Başındaki kızları görmezden gelerek sandalyeden kalkarken ufak aktarın içine şöyle bir göz attı. Ocaktan çıkınca eve gitmek yerine aktara gelmişti. Bu halde eve gitmeyi doğru bulmamıştı. Zaten gidecek olsa ablasına ne derdi onu da bilmiyordu ya! Sahi kaç saattir buradaydı?

"Feride!" Mara'nın omzuna koyduğu eliyle kendisine gelirken "Hı, ne oldu" diyerek bir nida koyverdi. Uyumak bile işe yaramamıştı hâla sersem gibiydi, gerçi gördüğü saçma rüyada bunun tuzu biberi olmuş olabilirdi.

"İyi misin derim karakız da pek iyi görünmezsin."

"İyiyim, iyiyim ben. İçim geçmiş ya, birde rüya gördüm. Onun etkisindeyim hâla."

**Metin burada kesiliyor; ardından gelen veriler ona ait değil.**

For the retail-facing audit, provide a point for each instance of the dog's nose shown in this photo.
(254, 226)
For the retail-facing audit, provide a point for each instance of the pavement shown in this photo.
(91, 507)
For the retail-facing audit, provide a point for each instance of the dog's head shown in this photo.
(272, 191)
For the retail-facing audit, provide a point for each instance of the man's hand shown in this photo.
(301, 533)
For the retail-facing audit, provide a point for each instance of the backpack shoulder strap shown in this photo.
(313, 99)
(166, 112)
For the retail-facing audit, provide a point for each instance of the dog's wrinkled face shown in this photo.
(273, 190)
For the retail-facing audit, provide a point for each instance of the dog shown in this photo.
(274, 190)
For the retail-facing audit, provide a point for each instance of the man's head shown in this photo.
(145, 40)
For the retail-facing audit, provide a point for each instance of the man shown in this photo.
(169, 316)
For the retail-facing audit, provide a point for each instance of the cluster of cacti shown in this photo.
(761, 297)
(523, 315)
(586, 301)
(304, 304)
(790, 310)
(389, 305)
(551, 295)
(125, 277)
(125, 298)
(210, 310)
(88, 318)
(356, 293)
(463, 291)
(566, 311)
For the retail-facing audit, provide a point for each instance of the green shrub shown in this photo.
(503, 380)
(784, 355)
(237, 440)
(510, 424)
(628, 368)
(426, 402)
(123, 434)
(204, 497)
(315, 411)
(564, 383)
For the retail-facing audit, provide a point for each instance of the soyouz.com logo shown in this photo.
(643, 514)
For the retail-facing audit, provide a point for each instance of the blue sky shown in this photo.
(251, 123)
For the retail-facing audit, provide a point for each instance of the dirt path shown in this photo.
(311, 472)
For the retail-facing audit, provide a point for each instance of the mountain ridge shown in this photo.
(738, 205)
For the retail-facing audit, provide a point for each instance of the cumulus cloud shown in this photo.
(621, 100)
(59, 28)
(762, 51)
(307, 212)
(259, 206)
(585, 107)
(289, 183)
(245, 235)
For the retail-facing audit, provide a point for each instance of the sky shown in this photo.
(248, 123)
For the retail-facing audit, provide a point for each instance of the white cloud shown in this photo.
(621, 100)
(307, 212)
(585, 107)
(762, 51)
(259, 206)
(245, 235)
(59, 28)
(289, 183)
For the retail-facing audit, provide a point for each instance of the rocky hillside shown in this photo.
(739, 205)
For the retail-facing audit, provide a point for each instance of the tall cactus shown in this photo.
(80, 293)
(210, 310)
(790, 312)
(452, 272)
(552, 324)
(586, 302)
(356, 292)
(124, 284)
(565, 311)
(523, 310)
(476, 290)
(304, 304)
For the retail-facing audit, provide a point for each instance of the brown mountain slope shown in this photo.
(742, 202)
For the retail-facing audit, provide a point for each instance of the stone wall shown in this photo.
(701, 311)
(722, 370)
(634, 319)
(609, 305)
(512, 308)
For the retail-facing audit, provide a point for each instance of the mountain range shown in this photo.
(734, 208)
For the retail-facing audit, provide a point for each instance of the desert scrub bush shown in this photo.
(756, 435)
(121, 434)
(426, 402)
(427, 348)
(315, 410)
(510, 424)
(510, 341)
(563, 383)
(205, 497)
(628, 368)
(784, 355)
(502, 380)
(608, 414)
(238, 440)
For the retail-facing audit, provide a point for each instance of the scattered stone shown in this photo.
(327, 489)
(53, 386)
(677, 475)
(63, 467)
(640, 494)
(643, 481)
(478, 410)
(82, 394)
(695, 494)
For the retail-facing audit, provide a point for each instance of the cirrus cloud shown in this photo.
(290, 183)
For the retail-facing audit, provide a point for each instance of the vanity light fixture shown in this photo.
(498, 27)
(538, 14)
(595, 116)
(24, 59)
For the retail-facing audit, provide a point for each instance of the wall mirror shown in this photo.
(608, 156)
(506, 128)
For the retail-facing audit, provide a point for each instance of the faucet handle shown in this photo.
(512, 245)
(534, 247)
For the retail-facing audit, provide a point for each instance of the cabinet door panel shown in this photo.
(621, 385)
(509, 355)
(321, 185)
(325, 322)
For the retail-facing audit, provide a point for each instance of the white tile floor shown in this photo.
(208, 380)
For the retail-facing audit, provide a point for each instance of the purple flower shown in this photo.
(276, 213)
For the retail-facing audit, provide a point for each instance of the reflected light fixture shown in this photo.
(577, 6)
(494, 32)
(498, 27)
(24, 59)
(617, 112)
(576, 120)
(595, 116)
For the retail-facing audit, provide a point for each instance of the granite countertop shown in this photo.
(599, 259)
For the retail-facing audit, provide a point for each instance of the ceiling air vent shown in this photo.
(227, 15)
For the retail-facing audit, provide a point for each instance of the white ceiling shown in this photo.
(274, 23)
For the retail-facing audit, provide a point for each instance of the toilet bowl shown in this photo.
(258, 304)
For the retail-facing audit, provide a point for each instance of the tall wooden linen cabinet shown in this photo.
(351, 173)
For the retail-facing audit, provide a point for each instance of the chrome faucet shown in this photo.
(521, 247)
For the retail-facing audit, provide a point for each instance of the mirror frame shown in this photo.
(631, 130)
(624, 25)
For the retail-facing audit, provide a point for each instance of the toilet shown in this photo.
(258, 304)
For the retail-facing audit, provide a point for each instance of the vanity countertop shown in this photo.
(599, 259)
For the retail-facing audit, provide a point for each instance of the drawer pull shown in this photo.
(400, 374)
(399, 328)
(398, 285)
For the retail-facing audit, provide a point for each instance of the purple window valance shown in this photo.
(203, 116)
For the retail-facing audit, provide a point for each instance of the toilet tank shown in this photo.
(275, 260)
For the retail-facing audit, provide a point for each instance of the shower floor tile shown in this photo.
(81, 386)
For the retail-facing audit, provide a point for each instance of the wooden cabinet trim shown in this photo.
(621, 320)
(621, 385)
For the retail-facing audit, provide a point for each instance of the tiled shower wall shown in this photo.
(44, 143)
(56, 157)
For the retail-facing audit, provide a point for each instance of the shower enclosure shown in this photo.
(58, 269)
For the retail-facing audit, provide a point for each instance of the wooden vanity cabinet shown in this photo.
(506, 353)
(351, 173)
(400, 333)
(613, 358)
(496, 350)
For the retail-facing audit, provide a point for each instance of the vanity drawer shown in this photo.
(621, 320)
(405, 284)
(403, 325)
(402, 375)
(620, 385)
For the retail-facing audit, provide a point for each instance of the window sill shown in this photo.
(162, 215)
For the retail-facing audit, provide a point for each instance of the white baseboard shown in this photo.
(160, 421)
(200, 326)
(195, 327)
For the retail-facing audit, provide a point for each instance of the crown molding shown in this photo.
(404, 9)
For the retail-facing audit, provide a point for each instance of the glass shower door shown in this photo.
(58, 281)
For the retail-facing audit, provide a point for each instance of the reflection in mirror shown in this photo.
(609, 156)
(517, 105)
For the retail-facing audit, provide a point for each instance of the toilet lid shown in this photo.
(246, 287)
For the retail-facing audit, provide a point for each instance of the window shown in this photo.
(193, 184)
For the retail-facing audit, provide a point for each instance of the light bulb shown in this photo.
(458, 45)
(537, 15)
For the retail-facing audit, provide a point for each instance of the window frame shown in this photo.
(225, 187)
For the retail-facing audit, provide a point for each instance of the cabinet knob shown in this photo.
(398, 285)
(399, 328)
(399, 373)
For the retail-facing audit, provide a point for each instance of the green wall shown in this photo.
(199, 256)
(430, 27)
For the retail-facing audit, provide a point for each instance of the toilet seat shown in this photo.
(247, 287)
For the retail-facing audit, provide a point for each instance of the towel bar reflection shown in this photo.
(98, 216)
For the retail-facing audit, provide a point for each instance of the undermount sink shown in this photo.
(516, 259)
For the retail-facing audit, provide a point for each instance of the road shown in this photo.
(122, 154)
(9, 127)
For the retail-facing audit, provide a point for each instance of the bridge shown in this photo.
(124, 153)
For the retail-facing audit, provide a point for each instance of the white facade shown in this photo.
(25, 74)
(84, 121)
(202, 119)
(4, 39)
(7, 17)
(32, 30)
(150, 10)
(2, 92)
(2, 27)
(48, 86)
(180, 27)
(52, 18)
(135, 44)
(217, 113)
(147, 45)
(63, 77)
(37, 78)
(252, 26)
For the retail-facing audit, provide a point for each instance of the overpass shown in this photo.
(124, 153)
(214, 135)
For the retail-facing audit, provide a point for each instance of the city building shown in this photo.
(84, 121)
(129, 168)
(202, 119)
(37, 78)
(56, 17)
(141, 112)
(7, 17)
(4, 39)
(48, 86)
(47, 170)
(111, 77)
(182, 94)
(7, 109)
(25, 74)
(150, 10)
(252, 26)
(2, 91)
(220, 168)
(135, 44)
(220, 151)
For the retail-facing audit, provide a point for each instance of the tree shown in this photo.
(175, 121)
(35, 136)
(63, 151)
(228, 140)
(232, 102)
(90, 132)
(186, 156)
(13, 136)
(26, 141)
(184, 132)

Mara, Feride'nin üzerindeki ölü toprağın farkında olduğu için daha fazla üzerine gitmezken oldukça endişeliydi. Ondaki bu garip haller hiçbirinin gözünde kaçmıyordu kaçmamasına ama ellerinden de bir şey gelmiyordu çünkü Feride onlara hiçbir şey anlatmıyordu. Hafsa'nın içeriye geçmesi ile onunla ne konuşsa diye düşünürken içeriye giren Salabuca ile rahat bir nefes aldı. Feride'nin bugün ki ruh haliyle bir başına kalmak istemiyordu.

"Hoşgelmişsin Salabuca, elindekileri alayım."

Feride, Salabuca'ya yardım etmek için öne atılan kadına eşlik etmeyip yeniden sandalyesine otururken yardım etmediği için kendisine göz deviren Mara'yı görmezden geldi. Aklı gördüğü rüyada kalmıştı. Yine şu gerçekliğinden zerre şüphe etmediği rüyalardan birini görmüştü. Hemde böylesine bir günde!